Key insight: While billions of text-image pairs are available to train a text-to-image generator, text-video pairs are too scarce to train a video equivalent. A model can learn relationships between words and pictures via pretraining on text-image pairs. Then it can be adapted for video by adding further layers that process image patches across frames and — while keeping the pretrained layers fixed — fine-tuning the new layers on videos, which are plentiful. In this way, a system can generate videos using knowledge it learned from text-image pairs.
How it works: The authors pretrained a series of models (one transformer and four U-Net diffusion models) to generate images from text, generate in-between video frames, and boost image resolution. To pretrain the text-to-image models, they used 2.3 billion text-image pairs. After pretraining, they modified some of the models to process sequences of video frames: On top of each pretrained convolutional layer, the authors stacked a 1D convolutional layer that processed a grid of pixels in each frame; and on top of each pretrained attention layer, they stacked a 1D attention layer that, likewise, processed a grid of pixels in each frame. To fine-tune or train the modified models on video, they used 20 million internet videos.

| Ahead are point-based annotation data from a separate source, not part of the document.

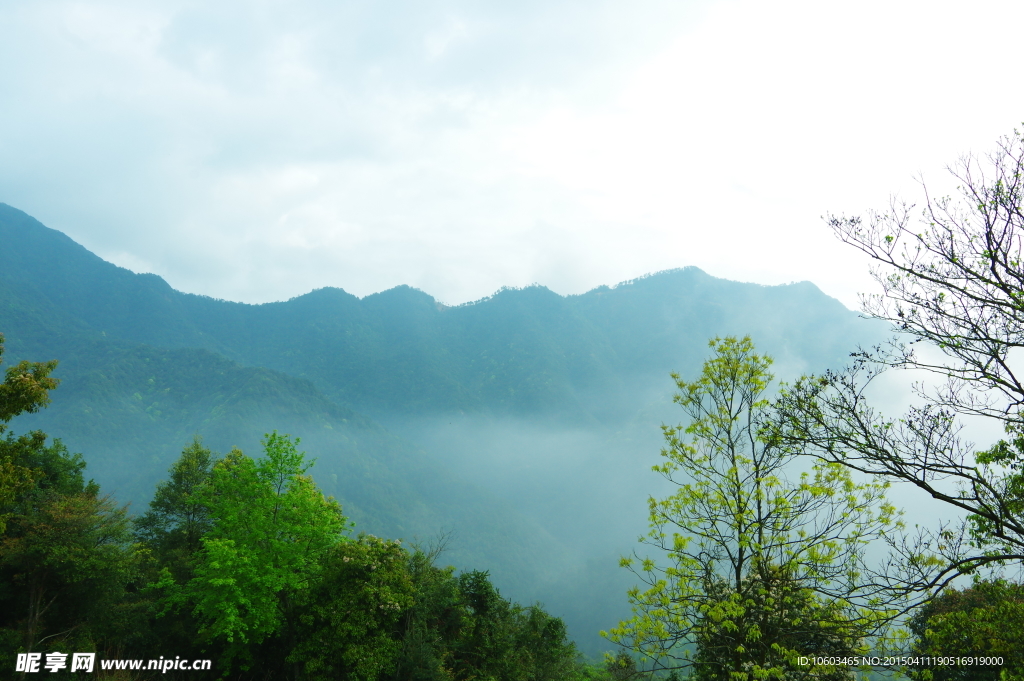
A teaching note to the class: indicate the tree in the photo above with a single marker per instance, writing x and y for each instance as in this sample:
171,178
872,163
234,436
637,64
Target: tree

- Given a piece of text, the pretrained transformer converted it into an embedding.
- The authors pretrained a diffusion model to take the embeddings and generate a 64x64 image. Then they modified the model as described above and fine-tuned it to generate sequences of 16 frames of 64x64 resolution.
- They added a second diffusion model. Given a 76-frame video made up of 16 frames, each followed by four masked (blacked-out) frames, it learned to regenerate the masked frames.
- They added a third diffusion model and pretrained it, given a 64x64 image, to increase the image’s resolution to 256x256. After modifying the model, they fine-tuned it to increase the resolution 76 successive frames to 256x256.
- Given a 256x256 image, a fourth diffusion model learned to increase its resolution to 768x768. Due to memory restrictions, this model was not modified for video or further trained on videos. At inference, given the 76-frame video, it increased the resolution of each frame without reference to other frames.
Results: The authors compared their system’s output to that of the previous state of the art, CogVideo, which takes a similar approach but requires training on text-video pairs. Crowdworkers supplied 300 prompts and judged the output of the author’s system to be of higher quality 77.15 percent of the time and to better fit the text 71.19 percent of the time.
Why it matters: Text-to-image generators already transform text into high-quality images, so there’s no need to train a video generator to do the same thing. The authors’ approach enabled their system to learn about things in the world from text-image pairs, and then to learn how those things move from unlabeled videos.
We're thinking: The Ng family’s penchant for drawing pandas is about to undergo another revolution!